In some implementations, it makes sense (usually by improving performance) to separate your user and group provisioning into seperate MAs. One downside of this approach, however, is that you can run into export errors when trying to update a group with a member who doesn’t exist in the external directory – and this includes delete member operations.

The error you will see will either be dn-attributes-failure or cd-missing-object, depending on the type of group.

The detailed error will say something about an add or delete operation on a member that does not exist but, unhelpfully, will not tell you which one.

I’ve had some fun and games with this one recently, so this post is about some ways I figured out to troubleshoot the problem, and includes a vbscript for finding that missing member.

dn-missing.vbs

While trying to troubleshoot these missing member errors during the week I wrote a quick vbscript to help – you can look at it here.

Basically it exports an XML copy of the group object from the connector space, and then attempts an LDAP bind against each member.
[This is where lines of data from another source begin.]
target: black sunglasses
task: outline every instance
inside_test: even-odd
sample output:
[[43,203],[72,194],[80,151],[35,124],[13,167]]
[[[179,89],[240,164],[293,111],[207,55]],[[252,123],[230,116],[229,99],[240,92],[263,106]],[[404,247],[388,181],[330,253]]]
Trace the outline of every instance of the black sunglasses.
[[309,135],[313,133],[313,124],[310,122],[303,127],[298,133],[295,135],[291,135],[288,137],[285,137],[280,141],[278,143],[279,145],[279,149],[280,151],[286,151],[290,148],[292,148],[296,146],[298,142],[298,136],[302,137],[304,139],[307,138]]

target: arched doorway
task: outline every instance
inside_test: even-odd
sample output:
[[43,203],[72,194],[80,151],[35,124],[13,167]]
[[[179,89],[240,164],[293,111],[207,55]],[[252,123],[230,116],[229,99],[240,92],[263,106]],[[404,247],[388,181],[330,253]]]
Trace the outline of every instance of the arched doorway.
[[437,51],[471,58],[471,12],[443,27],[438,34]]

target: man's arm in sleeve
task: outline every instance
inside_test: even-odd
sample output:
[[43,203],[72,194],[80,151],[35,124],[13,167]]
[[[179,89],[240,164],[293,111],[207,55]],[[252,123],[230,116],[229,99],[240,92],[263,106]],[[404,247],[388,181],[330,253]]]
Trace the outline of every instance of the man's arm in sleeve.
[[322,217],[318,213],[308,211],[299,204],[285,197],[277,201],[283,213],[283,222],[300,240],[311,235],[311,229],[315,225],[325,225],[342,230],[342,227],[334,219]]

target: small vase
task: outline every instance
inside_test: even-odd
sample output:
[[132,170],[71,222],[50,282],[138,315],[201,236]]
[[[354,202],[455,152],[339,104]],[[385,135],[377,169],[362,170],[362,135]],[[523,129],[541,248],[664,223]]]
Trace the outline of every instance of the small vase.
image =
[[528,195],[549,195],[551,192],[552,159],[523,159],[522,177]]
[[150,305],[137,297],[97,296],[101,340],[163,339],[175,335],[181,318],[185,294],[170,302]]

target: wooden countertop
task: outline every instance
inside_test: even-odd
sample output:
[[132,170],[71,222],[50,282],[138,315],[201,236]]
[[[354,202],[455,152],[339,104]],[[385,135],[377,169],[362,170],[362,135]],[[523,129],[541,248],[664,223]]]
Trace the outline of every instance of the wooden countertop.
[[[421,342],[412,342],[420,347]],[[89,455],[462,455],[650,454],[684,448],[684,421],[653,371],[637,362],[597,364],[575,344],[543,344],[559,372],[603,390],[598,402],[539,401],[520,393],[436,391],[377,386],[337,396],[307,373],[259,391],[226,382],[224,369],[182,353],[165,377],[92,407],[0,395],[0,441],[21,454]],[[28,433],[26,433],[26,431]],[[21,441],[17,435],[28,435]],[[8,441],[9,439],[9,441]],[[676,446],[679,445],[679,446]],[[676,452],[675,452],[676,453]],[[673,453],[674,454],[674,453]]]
This works for AD. I haven’t tried it for other directories, but I expect it would work with anything based on LDAP.

What if the member exists?

The big problem I was having was when the member actualy did exist in AD. This was very frustrating. It seemed that once ILM had decided it couldn’t export the group then nothing could convince it otherwise. I tried various mitigation techniques:

  • Full Import Full Sync of everything (didn’t help),
  • Hacking the export.xml (helped when I was having a problem with a member delete),
  • Adding the member manually in AD then doing a Delta Import Delta Sync (a bit pointless, but it got things moving again).

A full clear-out and re-import of the connector space would doubtlessly have worked, but considering the number and size of the groups, this would have been a painful process.

Targeting the same DC

What I did eventually figure out was that the two MAs were targeting different DCs. Duh! Obviously, to avoid any missing objects due to AD sync delays, you should target the same DC.  In fact this post on the Technet forum indicates that a Global Catalog server is best.

To hardcode a DC use the Domin controller connection settings on the Configure Directory Partitions tab of the AD MA.

Remove users from groups before deleting the user account

Another pretty obvious one, but I was also being careless on this front.

Even though it might seem perfectly reasonable to delete a non-existant user from a group, all AD will see is that you have explicity requested an operation involving something it can’t find.

In this implemetation, I disable users for a week before they are actually deleted. I now make sure that they are removed from all groups as soon as they are disabled.

I will write another post soon on the disable-delete methodology.

DC Logging Levels

Finally, if you are still having problems and need to get more information about why AD is rejecting an export, try increasing the logging levels on the DC as per this KB:

 
The ones to increase are 8, 9 and 16.